MANILA - The Philippines' Philex Petroleum Corp said on Tuesday it has discussed a possible partnership with Chinese offshore oil producer CNOOC to develop a natural gas prospect in the disputed South China Sea, a deal that may help ease tension between the two sides.
China meanwhile warned the Philippines that confrontation over an island in the South China Sea could worsen and Beijing has made "every preparation" to counter what it called potential expansion of the conflict by Manila.
Philex would need a major foreign partner to develop its Sampaguita project, or "service contract 72", estimated to cost billions of dollars, chairman Manuel Pangilinan told reporters.
"I received an official invitation from CNOOC. I was in Beijing last week and we discussed SC 72," he said, referring to the exploration permit issued by the Philippines' Department of Energy covering the Sampaguita gas discovery in the Reed Bank in the disputed waters.
"Whether it's the Chinese that we will eventually partner with or the non-Chinese, I think it is necessary for us to partner with an international oil major who have the expertise and the money," he said.
"(Sampaguita) will take six to 10 years to develop, that's why it's important for us to start now."
It was in the Reed Bank where Chinese navy vessels tried to ram one of the survey ships of Forum Energy, a unit of Philex, almost halting its research work last year.
Pangilinan declined to give more details on the talks with CNOOC, or China National Offshore Oil Corp, saying he was not at liberty to do so.

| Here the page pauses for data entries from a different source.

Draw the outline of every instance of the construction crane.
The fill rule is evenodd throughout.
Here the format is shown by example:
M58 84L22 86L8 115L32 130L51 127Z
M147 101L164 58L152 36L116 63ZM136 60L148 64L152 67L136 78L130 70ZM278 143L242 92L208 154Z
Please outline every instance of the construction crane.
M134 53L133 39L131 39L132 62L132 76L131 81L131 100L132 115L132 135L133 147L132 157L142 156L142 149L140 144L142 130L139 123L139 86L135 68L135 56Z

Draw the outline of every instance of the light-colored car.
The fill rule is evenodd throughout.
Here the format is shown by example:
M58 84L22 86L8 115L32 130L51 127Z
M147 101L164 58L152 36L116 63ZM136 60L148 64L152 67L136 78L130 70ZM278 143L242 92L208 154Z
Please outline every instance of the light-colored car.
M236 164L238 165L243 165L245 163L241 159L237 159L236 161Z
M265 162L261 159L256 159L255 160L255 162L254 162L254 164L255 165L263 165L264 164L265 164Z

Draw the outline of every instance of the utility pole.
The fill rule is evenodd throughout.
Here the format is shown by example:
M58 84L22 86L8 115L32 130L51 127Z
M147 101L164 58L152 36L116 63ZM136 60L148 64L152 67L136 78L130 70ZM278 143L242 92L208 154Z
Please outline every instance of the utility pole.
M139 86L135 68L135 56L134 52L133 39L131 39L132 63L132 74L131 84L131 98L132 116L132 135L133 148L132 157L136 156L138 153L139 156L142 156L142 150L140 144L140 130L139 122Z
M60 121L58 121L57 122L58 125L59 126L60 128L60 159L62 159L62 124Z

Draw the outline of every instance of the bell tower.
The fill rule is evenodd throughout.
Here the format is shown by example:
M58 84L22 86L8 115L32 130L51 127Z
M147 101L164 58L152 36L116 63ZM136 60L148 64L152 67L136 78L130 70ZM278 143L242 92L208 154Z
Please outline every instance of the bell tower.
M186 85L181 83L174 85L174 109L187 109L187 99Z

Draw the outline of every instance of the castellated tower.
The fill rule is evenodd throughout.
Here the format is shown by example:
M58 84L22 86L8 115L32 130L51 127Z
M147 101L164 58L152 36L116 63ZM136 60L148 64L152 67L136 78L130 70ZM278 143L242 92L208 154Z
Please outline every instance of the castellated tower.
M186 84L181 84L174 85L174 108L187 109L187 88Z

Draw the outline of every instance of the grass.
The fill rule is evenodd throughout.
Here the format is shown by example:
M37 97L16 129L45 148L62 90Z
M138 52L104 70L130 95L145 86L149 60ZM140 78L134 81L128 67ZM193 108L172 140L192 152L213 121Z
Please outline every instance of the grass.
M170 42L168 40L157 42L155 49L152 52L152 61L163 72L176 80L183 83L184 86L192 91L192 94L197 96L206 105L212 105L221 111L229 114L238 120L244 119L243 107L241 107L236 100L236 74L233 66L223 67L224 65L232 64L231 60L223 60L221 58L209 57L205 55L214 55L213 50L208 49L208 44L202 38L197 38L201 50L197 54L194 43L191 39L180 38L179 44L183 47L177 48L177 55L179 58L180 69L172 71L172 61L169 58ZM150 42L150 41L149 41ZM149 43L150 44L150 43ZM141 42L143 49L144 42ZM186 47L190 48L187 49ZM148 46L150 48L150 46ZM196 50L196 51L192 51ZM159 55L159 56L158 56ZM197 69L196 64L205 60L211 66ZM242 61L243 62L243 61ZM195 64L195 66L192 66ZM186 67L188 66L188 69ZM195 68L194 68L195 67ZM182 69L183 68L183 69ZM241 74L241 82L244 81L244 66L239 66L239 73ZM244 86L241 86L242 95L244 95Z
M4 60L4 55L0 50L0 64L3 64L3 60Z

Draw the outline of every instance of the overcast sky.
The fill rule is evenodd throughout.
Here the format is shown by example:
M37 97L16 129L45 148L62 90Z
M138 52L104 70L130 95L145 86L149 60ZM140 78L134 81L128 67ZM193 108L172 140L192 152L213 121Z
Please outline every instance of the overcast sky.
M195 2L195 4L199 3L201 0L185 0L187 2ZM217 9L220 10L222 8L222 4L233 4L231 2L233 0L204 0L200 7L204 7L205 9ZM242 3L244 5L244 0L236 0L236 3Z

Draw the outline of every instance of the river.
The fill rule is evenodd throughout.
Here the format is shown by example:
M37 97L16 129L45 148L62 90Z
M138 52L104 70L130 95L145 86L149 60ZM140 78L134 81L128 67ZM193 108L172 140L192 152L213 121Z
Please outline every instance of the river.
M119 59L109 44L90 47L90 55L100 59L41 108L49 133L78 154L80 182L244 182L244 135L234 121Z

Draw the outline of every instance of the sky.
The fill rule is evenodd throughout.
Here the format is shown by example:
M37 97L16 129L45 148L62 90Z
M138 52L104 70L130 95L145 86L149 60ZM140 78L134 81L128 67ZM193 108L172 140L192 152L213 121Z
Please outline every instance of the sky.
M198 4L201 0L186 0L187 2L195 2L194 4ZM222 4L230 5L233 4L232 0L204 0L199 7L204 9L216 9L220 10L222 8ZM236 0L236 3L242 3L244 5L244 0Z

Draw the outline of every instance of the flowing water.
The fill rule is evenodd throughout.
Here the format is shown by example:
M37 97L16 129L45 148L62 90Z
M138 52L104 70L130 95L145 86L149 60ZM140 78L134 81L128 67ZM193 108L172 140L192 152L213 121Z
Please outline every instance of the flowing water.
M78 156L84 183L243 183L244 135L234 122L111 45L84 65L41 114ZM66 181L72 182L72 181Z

"Any discussions with them at this stage is privileged," he said, adding the Philippine government was aware of the talks.
A partnership between Philex and CNOOC on the Sampaguita project, which is estimated in a 2006 study to hold up to 20 trillion cubic feet of natural gas or more than five times initial estimates, may help defuse tension.
China has territorial disputes with the Philippines, Vietnam, Brunei, Malaysia and Taiwan across the South China Sea.
A Philippine coast guard ship and two Chinese maritime surveillance vessels faced off near the Scarborough Shoal in waters believed to be rich in oil and gas in early April after what China said was harassment of Chinese fishing boats.
Chinese Vice Foreign Minister Fu Ying summoned the Charge D'affaires at the Philippine Embassy Alex Chua on Monday to complain for the third time in less than a month over a continuing standoff.
"The Philippines clearly has not recognised that it is making a serious mistake," Fu said, adding it was "difficult to be optimistic" about the dispute.
"We hope the Philippines will not misjudge the situation and not escalate tensions without considering the consequences," she said in a statement posted to the ministry's website (www.mfa.gov.cn) on Tuesday.
"China has also made every preparation to respond to the Philippines' intensification of the situation," Fu said.
Philippine Foreign Affairs Secretary Albert del Rosario reiterated the rules-based approach in the U.N. Convention on the Law of the Sea (UNCLOS), which Manila signed in 1984, was the way forward in addressing the disputes.
"UNCLOS has never been more important for the Philippines than today, when overlapping maritime claims threaten as never before the peace and prosperity in our part of the world," he said in a statement.
The disputes are pushing the Philippines to seek closer cooperation with its chief ally the United States, drawing Chinese condemnation.